CONQUERING the Kokoda Track in five days was quite a relief and achievement for paralympian Michael Milton who had embarked on the feat a week ago.
Milton had come on an earlier trip where he had walked the track in eight days, this time the feat included the coast-to-coast cycling from Buna to Kokoda in the Oro province and the 96km track to Owers’ Corner.
He then continued with the final leg of cycling from Owers’ Corner to the yacht club in Port Moresby.
“It was really tough, I’m feeling really tired but it feels good,” Milton said.
“The track was a wonderful experience starting from the north coast, it was an amazing feat for five days,” he added, whilst passing through the Sogeri turn off.
Losing his left leg at the age of nine did not stop Milton from reaching out for his dreams, which he has done for the last 30 years.
Milton has competed in four winter Paralympics and the Beijing summer Paralympics where he won gold as a cyclist.

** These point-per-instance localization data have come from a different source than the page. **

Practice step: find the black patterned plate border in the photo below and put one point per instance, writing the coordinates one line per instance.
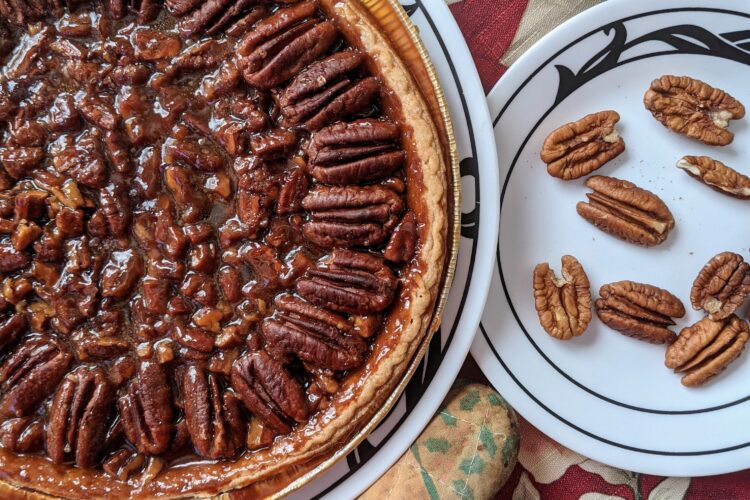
(679, 39)
(479, 225)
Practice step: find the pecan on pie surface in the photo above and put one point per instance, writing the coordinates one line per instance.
(222, 234)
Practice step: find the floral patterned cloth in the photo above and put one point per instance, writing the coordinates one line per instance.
(497, 32)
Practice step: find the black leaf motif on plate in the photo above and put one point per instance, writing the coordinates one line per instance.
(683, 39)
(469, 221)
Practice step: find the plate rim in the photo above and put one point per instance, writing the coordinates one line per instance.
(479, 288)
(542, 417)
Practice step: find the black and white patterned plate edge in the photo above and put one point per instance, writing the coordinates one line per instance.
(620, 49)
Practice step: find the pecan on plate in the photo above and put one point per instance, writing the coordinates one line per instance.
(640, 311)
(350, 216)
(78, 418)
(327, 91)
(563, 304)
(212, 16)
(213, 416)
(282, 44)
(721, 286)
(693, 108)
(268, 391)
(578, 148)
(624, 210)
(146, 409)
(716, 175)
(314, 335)
(350, 282)
(362, 150)
(706, 348)
(30, 374)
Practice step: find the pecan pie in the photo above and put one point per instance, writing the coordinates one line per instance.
(222, 234)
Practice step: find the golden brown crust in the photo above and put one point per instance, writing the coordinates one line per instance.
(365, 390)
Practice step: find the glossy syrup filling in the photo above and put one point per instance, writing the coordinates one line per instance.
(202, 225)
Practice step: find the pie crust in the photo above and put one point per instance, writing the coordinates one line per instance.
(363, 392)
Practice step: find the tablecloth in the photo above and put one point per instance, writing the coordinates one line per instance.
(498, 32)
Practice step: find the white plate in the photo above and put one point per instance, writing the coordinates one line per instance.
(449, 346)
(605, 395)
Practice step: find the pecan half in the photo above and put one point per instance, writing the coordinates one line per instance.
(348, 153)
(293, 190)
(350, 282)
(693, 108)
(624, 210)
(314, 335)
(282, 44)
(563, 304)
(721, 286)
(640, 311)
(78, 417)
(578, 148)
(350, 215)
(30, 374)
(213, 416)
(706, 348)
(716, 175)
(146, 409)
(326, 92)
(269, 391)
(213, 16)
(22, 435)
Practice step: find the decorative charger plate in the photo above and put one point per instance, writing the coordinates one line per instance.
(603, 394)
(450, 344)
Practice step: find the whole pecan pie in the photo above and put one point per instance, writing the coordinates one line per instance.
(222, 233)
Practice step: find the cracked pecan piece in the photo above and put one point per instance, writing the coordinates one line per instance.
(78, 419)
(282, 44)
(578, 148)
(706, 348)
(716, 175)
(693, 108)
(347, 216)
(30, 374)
(350, 282)
(359, 151)
(326, 92)
(314, 335)
(721, 286)
(268, 391)
(639, 310)
(563, 304)
(146, 409)
(622, 209)
(213, 416)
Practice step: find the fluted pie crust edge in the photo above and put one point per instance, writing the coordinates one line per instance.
(365, 390)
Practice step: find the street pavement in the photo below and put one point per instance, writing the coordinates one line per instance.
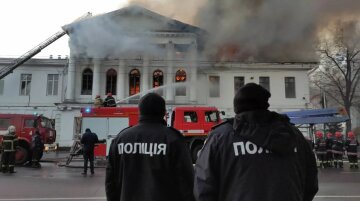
(55, 181)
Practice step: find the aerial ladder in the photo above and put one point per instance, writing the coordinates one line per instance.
(28, 55)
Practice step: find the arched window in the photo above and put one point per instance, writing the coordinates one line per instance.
(134, 82)
(111, 77)
(180, 76)
(87, 77)
(158, 80)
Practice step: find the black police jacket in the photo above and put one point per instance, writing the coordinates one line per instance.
(149, 162)
(258, 156)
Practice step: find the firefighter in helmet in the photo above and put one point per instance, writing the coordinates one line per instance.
(351, 149)
(329, 155)
(9, 144)
(338, 150)
(320, 149)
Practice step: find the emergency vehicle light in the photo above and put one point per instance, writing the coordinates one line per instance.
(87, 110)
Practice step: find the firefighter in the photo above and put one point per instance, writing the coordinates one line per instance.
(37, 148)
(338, 150)
(98, 102)
(149, 161)
(351, 149)
(9, 144)
(329, 155)
(320, 149)
(109, 101)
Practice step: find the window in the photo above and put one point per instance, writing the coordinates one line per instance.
(290, 87)
(134, 82)
(111, 78)
(52, 85)
(25, 84)
(1, 87)
(180, 76)
(4, 123)
(238, 82)
(190, 117)
(214, 86)
(211, 116)
(158, 80)
(87, 77)
(265, 82)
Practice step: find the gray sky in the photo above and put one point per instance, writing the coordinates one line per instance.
(27, 23)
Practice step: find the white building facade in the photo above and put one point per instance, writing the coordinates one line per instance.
(177, 70)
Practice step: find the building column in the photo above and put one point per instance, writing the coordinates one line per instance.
(145, 75)
(96, 79)
(193, 72)
(70, 88)
(169, 72)
(121, 81)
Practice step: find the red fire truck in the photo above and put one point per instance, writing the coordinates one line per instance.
(194, 122)
(26, 125)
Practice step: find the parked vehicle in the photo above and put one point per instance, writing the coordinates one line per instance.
(26, 125)
(194, 122)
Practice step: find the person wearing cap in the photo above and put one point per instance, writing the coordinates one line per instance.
(351, 149)
(98, 102)
(9, 145)
(338, 150)
(329, 155)
(149, 161)
(257, 155)
(88, 141)
(320, 149)
(109, 101)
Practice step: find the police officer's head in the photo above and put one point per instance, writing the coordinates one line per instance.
(251, 97)
(11, 129)
(152, 104)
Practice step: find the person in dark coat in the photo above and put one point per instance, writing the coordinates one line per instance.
(109, 101)
(351, 149)
(9, 146)
(88, 140)
(149, 161)
(37, 148)
(258, 155)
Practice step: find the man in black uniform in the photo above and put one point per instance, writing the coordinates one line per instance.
(109, 101)
(258, 155)
(9, 145)
(88, 140)
(149, 161)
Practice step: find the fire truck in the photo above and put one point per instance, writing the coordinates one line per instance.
(26, 125)
(194, 122)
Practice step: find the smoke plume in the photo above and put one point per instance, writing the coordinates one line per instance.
(243, 30)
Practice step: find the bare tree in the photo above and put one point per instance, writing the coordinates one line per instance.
(338, 72)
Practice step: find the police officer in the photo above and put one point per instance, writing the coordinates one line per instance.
(338, 150)
(320, 149)
(329, 155)
(351, 149)
(109, 101)
(88, 140)
(9, 145)
(149, 161)
(258, 155)
(37, 148)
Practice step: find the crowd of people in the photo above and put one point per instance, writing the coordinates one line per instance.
(331, 150)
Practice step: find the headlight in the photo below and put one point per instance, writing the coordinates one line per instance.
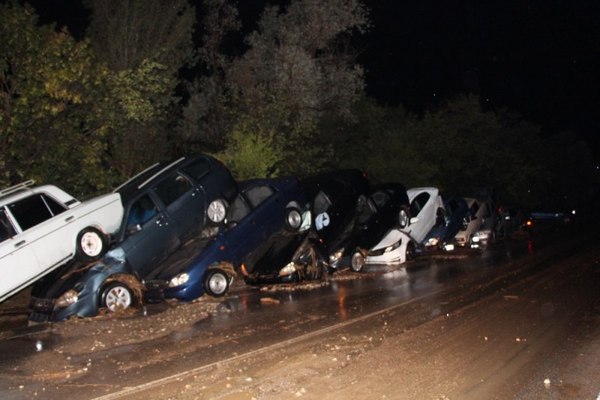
(216, 211)
(336, 256)
(69, 297)
(179, 279)
(288, 269)
(432, 242)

Accompanying him where two of Milton’s friends and tour company, Kokoda Spirit, owner Wayne Wetherall, they were later joined by Wetherall’s 15-year-old son Blake for the cycle from Owers’ Corner to Port Moresby; Blake has walked the track seven times.
The coast-to-coast mountain biking is the new part of the Kokoda experience that was included in the package, with the first expedition in 2006.
“To expand tourism, we must make people realise that it is not only the Kokoda section that consists of the track, but the coast as well,” Wetherall said.
However, Wetherall was disappointed with the work of conservation that took place along the Efogi section of the track, “the building of wooden staircases and supports are taking the look away from the track, this is not an Australian track, tourists come here for the PNG experience, the track must be maintained in its original state,” he said.